It’s a common refrain of the personal trainers on fitness programs I follow: your embodied experience will follow the story you tell yourself. That is, whatever you focus on will become your reality. Tell yourself that you hate working out or that getting hot and sweaty is a sign that you’re close to dying, and you will struggle to finish that day’s workout. On the other hand, focus on how much stronger you’re feeling than before and how fantastic you’re going to feel at the end of this, and you will find energy to meet the demands of the workout.
This idea that our focus determines our trajectory is not a new one. Think of all the times in scripture when the Israelites are instructed to rehearse the story of God’s faithfulness. They do this through feasts and festivals, some practiced weekly and others annually or over a rhythm of several years. There are many reasons for this, but the one that seems significant for me is this idea of regularly refocusing on the truths that will shape the way they move forward.
In the ceramics studio this week, I was practising a technique called sgraffito. This is when the clay is glazed and then marked using sharp tools with differently shaped ends. The tools are used to pull off the surface of the coloured clay, in lines or swirls or other patterns, so that a design emerges.
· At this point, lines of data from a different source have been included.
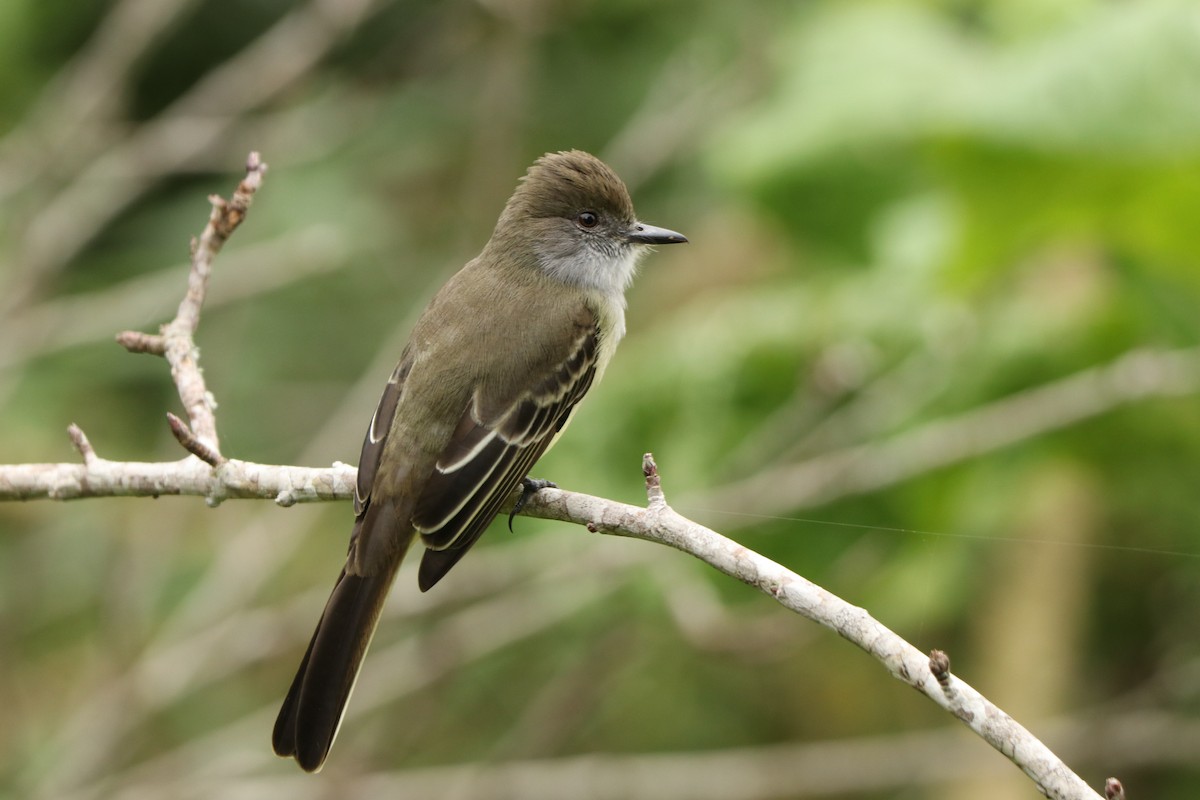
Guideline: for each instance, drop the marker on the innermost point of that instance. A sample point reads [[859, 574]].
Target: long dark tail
[[312, 710]]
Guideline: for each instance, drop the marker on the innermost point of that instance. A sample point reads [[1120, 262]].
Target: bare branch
[[660, 523], [207, 473]]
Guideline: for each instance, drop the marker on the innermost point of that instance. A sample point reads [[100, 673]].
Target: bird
[[492, 373]]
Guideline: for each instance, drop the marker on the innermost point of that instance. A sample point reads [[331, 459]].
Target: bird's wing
[[377, 434], [492, 449]]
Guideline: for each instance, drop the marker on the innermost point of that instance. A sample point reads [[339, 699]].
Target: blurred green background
[[935, 344]]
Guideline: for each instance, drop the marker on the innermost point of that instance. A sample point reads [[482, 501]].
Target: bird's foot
[[529, 486]]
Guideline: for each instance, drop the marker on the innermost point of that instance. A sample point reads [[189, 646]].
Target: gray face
[[576, 216]]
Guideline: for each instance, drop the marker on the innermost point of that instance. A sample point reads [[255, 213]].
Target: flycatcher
[[490, 377]]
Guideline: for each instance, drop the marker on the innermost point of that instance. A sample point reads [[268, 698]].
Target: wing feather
[[486, 459]]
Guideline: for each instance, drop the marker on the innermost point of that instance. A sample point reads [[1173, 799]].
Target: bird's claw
[[529, 486]]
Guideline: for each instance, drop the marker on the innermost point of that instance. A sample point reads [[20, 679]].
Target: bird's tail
[[312, 710]]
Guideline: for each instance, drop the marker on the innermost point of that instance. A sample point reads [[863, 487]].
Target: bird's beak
[[645, 234]]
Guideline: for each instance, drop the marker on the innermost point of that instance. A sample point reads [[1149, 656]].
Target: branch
[[209, 474], [929, 674]]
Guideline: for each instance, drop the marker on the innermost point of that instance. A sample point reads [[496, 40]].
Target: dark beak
[[645, 234]]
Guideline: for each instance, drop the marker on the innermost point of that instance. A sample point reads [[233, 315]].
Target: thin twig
[[660, 523]]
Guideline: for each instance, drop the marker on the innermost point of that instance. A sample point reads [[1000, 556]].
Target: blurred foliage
[[900, 214]]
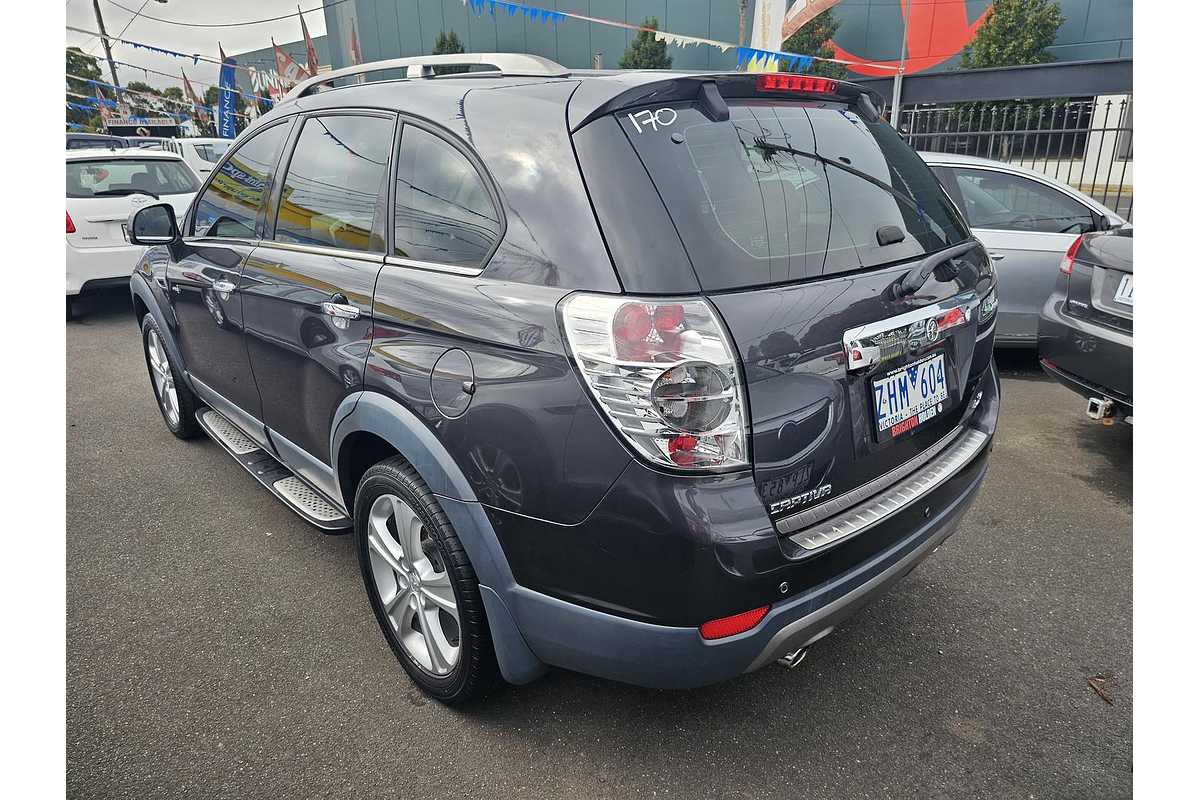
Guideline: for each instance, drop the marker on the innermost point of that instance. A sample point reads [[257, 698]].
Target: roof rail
[[421, 66]]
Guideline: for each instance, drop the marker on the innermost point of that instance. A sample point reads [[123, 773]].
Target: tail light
[[1068, 259], [804, 84], [719, 629], [665, 374]]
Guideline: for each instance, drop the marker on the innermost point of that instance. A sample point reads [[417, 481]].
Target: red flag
[[291, 73], [310, 48], [202, 114], [105, 114], [355, 52]]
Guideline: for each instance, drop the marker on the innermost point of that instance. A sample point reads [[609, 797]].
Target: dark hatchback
[[652, 376], [1085, 331]]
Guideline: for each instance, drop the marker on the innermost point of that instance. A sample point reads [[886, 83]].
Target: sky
[[203, 41]]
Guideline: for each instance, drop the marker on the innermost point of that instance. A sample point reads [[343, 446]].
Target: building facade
[[870, 30]]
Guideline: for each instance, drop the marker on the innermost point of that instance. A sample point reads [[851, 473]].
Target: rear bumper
[[592, 642], [1089, 359], [672, 655], [90, 268]]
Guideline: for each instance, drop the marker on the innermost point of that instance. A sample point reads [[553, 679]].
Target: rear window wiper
[[769, 148], [123, 192]]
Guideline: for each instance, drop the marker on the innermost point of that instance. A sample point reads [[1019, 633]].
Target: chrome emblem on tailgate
[[875, 343]]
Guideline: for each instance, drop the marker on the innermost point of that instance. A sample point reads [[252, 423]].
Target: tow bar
[[1099, 409]]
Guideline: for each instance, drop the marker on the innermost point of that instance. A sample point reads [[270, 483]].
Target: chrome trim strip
[[449, 269], [966, 299], [846, 499], [316, 250], [895, 499], [247, 422]]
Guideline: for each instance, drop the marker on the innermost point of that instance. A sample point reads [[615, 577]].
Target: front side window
[[231, 204], [119, 176], [443, 211], [336, 182], [1003, 202]]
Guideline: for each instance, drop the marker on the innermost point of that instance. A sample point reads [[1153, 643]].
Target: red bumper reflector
[[719, 629], [786, 82]]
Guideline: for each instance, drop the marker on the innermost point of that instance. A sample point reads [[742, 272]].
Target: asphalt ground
[[219, 647]]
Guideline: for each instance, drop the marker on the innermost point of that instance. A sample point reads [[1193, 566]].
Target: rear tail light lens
[[719, 629], [1068, 259], [665, 374], [804, 84]]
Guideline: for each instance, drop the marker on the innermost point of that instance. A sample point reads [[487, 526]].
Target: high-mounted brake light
[[665, 374], [719, 629], [805, 84], [1068, 259]]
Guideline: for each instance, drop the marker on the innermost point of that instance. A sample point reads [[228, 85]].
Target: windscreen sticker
[[659, 118]]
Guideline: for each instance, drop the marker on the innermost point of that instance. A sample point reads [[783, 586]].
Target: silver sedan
[[1026, 221]]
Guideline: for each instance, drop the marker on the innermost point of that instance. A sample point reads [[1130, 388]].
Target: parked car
[[1085, 336], [1027, 221], [580, 360], [102, 187], [93, 140], [201, 154]]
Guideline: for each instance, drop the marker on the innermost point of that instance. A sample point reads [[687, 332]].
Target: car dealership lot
[[220, 647]]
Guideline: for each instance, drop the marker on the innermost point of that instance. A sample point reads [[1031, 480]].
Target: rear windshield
[[120, 176], [781, 192]]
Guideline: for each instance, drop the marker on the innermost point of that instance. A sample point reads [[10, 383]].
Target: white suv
[[103, 186]]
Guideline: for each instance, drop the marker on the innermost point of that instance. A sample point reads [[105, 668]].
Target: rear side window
[[443, 214], [232, 200], [1003, 202], [336, 182], [781, 192]]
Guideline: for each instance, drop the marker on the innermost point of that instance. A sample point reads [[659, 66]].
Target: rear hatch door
[[799, 221]]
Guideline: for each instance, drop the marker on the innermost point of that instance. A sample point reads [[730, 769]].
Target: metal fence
[[1086, 143]]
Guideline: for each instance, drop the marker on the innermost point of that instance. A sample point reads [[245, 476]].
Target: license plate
[[1125, 292], [911, 395]]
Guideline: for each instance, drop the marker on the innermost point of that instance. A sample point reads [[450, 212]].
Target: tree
[[645, 53], [1015, 32], [816, 38], [85, 66], [448, 44]]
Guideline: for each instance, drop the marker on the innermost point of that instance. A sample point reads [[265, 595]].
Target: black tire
[[475, 672], [184, 423]]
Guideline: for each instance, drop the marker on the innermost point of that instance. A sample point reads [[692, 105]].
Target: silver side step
[[312, 506]]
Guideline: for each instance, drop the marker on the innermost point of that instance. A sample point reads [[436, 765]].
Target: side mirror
[[154, 224]]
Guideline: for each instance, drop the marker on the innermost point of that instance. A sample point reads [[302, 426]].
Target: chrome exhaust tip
[[793, 659], [1098, 408]]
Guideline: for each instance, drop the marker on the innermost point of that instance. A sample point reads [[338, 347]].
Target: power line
[[249, 22]]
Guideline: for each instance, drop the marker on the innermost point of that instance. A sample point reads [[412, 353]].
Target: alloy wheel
[[163, 378], [413, 585]]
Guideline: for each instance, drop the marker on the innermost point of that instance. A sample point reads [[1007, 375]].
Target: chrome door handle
[[340, 310]]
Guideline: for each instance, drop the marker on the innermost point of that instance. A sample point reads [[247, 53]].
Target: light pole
[[905, 7]]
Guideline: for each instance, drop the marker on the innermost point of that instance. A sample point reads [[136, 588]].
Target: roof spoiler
[[423, 66], [595, 98]]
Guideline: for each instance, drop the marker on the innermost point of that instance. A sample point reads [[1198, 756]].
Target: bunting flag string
[[745, 54]]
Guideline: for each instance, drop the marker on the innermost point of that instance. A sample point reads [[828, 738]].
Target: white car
[[1027, 221], [103, 186], [202, 155]]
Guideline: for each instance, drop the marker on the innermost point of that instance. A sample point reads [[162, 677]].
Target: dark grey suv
[[652, 376]]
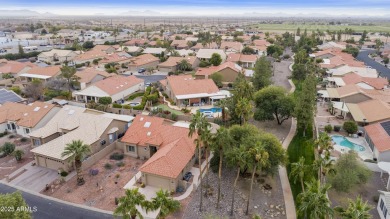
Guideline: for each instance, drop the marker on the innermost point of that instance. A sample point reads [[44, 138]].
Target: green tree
[[298, 171], [356, 209], [350, 172], [217, 78], [273, 102], [127, 204], [220, 141], [314, 202], [215, 59], [350, 127], [262, 73], [18, 154], [198, 125], [165, 203], [76, 150], [69, 74], [10, 203], [304, 108]]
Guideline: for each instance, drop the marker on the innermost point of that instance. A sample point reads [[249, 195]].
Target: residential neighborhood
[[228, 110]]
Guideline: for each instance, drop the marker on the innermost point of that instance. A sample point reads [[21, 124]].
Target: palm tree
[[356, 209], [127, 204], [259, 158], [238, 158], [76, 150], [165, 203], [243, 110], [314, 202], [198, 125], [220, 141], [298, 170]]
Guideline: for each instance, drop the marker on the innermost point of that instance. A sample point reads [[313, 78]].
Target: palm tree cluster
[[129, 205]]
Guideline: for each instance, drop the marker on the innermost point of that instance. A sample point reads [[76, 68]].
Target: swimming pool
[[214, 110], [342, 141]]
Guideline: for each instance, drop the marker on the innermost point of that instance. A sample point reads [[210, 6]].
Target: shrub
[[116, 156], [350, 172], [350, 127], [328, 128], [93, 172], [8, 148], [120, 164], [108, 166]]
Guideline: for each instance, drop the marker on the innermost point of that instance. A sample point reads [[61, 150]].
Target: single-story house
[[171, 65], [369, 111], [168, 148], [205, 54], [57, 56], [186, 89], [117, 87], [143, 61], [228, 70], [24, 118], [88, 76], [246, 61], [94, 128], [42, 73]]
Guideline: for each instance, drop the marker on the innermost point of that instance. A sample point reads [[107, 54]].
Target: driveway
[[34, 178], [363, 56]]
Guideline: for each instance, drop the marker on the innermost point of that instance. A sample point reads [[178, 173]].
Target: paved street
[[49, 209], [363, 56]]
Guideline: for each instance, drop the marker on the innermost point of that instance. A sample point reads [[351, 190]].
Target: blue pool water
[[342, 141], [214, 110]]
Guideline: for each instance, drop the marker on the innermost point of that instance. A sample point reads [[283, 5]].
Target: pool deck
[[366, 154]]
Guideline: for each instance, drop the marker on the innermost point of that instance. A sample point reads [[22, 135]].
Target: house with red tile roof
[[246, 61], [168, 148], [143, 61], [377, 136], [117, 87], [186, 89], [228, 70], [171, 65]]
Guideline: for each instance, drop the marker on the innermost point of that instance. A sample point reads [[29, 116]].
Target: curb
[[57, 200]]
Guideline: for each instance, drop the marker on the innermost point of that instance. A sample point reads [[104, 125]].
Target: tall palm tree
[[259, 159], [356, 209], [237, 157], [220, 141], [314, 202], [298, 170], [127, 204], [197, 125], [76, 150], [165, 203]]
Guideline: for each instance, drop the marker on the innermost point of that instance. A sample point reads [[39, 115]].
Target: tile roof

It struck me as I looked at various examples that, depending on where you put your focus, the design could be seen either in the colour of the glaze that remains on the pot or in the natural colour of the clay that is revealed when the pattern is removed.
Again, this reminds me that we can choose to see one side of a reality or the other. Partly this is a result of our personal experiences, our family or wider culture, and the narrative we have been told or have told ourselves.
Interestingly, on the way to the studio I was listening to a podcast in which the author Ali Smith was interviewed. Her book, How to be Both, has been published in two alternative formats, one beginning with the story of one of the main characters and the other structured to start with the story of another main character. Both publications have exactly the same story, told in a different order. And time after time, readers of the books have said that they read both versions but could never completely get away from whichever telling they read first.